DG: Could you talk more about how you feel your education in engineering and background in writing inform your photographic work?
AM: I’m not sure. And the fact that I’m not sure keeps the whole process unconscious and organic. The three disciplines of engineering, writing, and photography collaborate to create something meaningful. In addition to studying engineering for twelve years to a PhD level, I have been a serious writer for ten years and discovered photography out of the blue! And now, it’s interesting how they’re playing in the background of my mind. The only thing I know for sure is that photography is my new language as a non-English speaker in this country.
DG: The theme of this project, “America through the lens of an immigrant,” inevitably brings to mind the work of Robert Frank. And certainly there have been many other notable examples throughout the years who have addressed this topic. How would you say that your photographs further contribute to this conversation?

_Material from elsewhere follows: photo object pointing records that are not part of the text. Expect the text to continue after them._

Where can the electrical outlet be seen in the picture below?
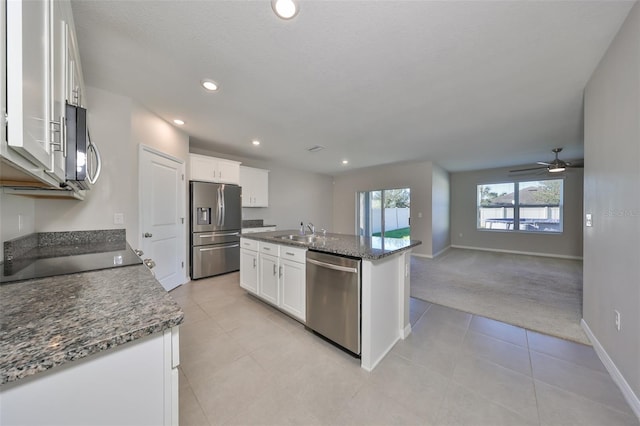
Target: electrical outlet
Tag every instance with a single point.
(118, 218)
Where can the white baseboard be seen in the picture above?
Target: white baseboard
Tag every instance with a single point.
(406, 332)
(426, 256)
(381, 357)
(431, 256)
(529, 253)
(617, 377)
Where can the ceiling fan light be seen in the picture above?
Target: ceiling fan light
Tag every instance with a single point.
(556, 168)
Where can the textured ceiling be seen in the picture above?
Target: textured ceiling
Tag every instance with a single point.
(468, 85)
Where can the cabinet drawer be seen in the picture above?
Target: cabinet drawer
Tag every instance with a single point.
(293, 253)
(249, 244)
(268, 248)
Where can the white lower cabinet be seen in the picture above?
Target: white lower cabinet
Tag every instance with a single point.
(292, 283)
(132, 384)
(249, 270)
(281, 275)
(269, 278)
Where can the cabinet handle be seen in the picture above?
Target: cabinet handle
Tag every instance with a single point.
(59, 127)
(93, 179)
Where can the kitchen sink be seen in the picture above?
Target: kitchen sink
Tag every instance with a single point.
(299, 238)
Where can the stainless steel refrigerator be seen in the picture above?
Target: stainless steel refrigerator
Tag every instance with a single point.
(216, 219)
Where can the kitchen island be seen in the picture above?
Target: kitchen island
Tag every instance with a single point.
(92, 347)
(385, 280)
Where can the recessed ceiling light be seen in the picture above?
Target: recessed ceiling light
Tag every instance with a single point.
(315, 148)
(210, 85)
(285, 9)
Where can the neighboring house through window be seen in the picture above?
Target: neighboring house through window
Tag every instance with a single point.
(531, 206)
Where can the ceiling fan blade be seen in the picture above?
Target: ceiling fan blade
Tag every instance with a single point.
(527, 170)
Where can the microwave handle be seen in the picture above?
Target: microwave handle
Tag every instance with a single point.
(93, 179)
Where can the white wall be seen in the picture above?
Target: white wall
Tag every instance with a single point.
(416, 176)
(294, 195)
(118, 126)
(464, 230)
(440, 210)
(17, 216)
(611, 194)
(116, 189)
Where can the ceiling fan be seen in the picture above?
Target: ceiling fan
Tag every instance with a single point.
(554, 166)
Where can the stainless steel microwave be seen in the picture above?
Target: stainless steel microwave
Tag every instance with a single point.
(83, 162)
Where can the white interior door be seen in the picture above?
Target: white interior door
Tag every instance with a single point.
(162, 215)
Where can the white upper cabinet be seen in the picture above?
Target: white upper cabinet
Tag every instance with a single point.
(28, 83)
(58, 72)
(43, 73)
(211, 169)
(255, 187)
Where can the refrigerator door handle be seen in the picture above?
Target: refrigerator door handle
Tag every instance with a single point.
(219, 207)
(222, 203)
(220, 247)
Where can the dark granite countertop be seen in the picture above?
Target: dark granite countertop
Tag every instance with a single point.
(254, 223)
(372, 248)
(48, 322)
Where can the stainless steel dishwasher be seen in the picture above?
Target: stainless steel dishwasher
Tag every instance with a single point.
(333, 298)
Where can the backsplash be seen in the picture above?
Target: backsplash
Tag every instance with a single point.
(20, 246)
(252, 223)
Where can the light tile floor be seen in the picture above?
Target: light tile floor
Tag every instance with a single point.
(244, 363)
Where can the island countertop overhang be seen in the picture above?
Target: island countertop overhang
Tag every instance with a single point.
(368, 248)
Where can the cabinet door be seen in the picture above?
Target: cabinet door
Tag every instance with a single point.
(28, 85)
(249, 270)
(268, 283)
(228, 171)
(202, 168)
(293, 288)
(59, 45)
(74, 82)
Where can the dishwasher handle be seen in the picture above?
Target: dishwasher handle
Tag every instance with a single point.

AM: What is America? I have been asking myself this question for so long. During the first years of my immigration, I felt so homesick. After all these years, I feel America is something beyond land and borders. It is a concept. I see much more than McDonalds, Coca Cola, Marylin Monroe, and Donald Trump in America’s history. I see a history of freedom, a history of slavery, equality for gays and women, and these all make America special.
There have been so many other photographers trying to document this country; Paul Strand, Walker Evans, Dorothea Lange, Gordon Parks, Joel Sternfeld, Robert Adams, Alec Soth and others. Robert Frank had a foreigner’s eye and it made him special. However, being a foreigner is risky and one might get into the trap of seeing things surreal. One the other hand, an American photographer might get trapped into seeing things in a biased way. Having lived in the states for over a decade, I am neither an American nor a foreigner. And this is a unique opportunity.